Today the Mayor has published a comprehensive draft action plan to help more than 1/10 Londoners who cannot heat and power their homes. Peter Smith, Director of Policy and Research at NEA welcomes this development and comments:

“Far too many Londoners’ health and well-being is damaged as they struggle with high energy prices, low incomes and living in homes which are impossible to keep warm. We agree with the Mayor that this is shameful in a city as wealthy as our capital. We therefore welcome the Fuel Poverty Action Plan which sets out the key steps the Mayor, Boroughs and central government need to take to prevent needless winter deaths and the huge financial costs of inaction.

“The Mayor is also right to call for greater ambition from national policy makers to address the scale of this cold homes crisis. He also correctly underlines the huge opportunity to make energy efficiency a key national infrastructure priority. This would lower bills, create jobs, increase productivity and reduce needless emissions.

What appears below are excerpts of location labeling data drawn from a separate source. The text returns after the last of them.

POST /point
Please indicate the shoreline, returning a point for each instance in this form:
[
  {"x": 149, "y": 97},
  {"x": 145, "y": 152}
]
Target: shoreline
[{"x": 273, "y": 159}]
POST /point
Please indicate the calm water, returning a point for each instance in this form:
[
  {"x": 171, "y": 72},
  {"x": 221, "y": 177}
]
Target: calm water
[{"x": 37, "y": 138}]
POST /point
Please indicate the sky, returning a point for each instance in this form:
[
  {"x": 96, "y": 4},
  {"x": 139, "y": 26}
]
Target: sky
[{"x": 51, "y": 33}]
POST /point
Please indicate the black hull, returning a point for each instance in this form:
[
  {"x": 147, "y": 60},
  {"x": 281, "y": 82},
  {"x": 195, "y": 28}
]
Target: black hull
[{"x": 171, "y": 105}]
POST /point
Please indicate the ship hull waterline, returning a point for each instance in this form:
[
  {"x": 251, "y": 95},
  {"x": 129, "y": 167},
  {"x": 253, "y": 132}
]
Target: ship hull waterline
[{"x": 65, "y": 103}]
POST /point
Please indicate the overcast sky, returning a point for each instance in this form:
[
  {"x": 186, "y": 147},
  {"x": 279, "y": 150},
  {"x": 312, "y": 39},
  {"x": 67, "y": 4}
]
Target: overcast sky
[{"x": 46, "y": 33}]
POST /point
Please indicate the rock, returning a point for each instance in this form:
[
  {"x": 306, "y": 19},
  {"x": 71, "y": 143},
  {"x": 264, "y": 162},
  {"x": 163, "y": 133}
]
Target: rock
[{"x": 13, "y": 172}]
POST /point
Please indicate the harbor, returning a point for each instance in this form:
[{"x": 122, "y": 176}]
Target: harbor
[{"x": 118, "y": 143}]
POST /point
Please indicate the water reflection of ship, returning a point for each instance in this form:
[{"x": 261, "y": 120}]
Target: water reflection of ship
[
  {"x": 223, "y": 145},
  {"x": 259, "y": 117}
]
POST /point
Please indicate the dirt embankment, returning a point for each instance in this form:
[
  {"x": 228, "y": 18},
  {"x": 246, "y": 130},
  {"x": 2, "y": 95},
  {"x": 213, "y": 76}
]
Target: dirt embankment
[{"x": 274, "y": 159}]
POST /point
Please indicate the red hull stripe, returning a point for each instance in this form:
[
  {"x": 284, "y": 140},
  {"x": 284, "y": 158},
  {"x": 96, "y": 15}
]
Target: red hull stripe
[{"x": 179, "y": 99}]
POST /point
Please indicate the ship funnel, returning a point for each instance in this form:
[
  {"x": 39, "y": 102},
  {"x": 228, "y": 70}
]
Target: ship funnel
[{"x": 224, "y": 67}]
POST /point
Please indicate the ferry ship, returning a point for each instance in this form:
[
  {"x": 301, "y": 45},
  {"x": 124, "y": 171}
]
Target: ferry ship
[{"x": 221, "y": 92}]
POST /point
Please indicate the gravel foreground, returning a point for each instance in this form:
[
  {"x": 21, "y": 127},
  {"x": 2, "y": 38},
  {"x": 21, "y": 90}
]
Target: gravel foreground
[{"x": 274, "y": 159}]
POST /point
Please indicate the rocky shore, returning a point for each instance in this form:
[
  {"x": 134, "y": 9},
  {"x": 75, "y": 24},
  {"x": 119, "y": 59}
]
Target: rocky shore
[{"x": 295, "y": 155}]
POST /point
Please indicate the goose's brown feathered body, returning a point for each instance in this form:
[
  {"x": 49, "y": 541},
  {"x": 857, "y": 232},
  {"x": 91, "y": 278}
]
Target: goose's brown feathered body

We look forward to working collaboratively with the Mayor and other partners to make these ambitious plans a reality”.

ENDS 

  • To read the Draft Fuel Poverty Action Plan click here and the related Draft London Environment Strategy click here.
  • NEA is an independent charity working to protect low-income and vulnerable households from fuel poverty and exclusion in the energy market.
  • Professor Hills’ recommendations the Low Income High Cost (LIHC) indicator definition is now used in England. This states that an individual is considered fuel poor where they have required fuel costs that are above average (the national median level) and were they to spend that amount; they would be left with a residual income below the official poverty line.
  • The low income high cost measure consists of two parts, the number of households that have both low incomes and high fuel costs and the depth of fuel poverty amongst these households. Prior to the introduction of the Low Income High Costs indicator in England, fuel poverty was measured under the 10 per cent indicator across the whole of the UK.
  • Using the LIHC indicator fuel poverty in London remains at unacceptable levels, with more than 335,000 households affected according to the latest available data.
  • The 10 per cent indicator continues to be used in Scotland, Wales and Northern Ireland. Under this indicator, a household is considered to be fuel poor if they were required to spend more than 10 per cent of their income on fuel to maintain an adequate standard of warmth. An adequate standard of warmth is usually defined as 21ºC for the main living area, and 18ºC for other occupied rooms.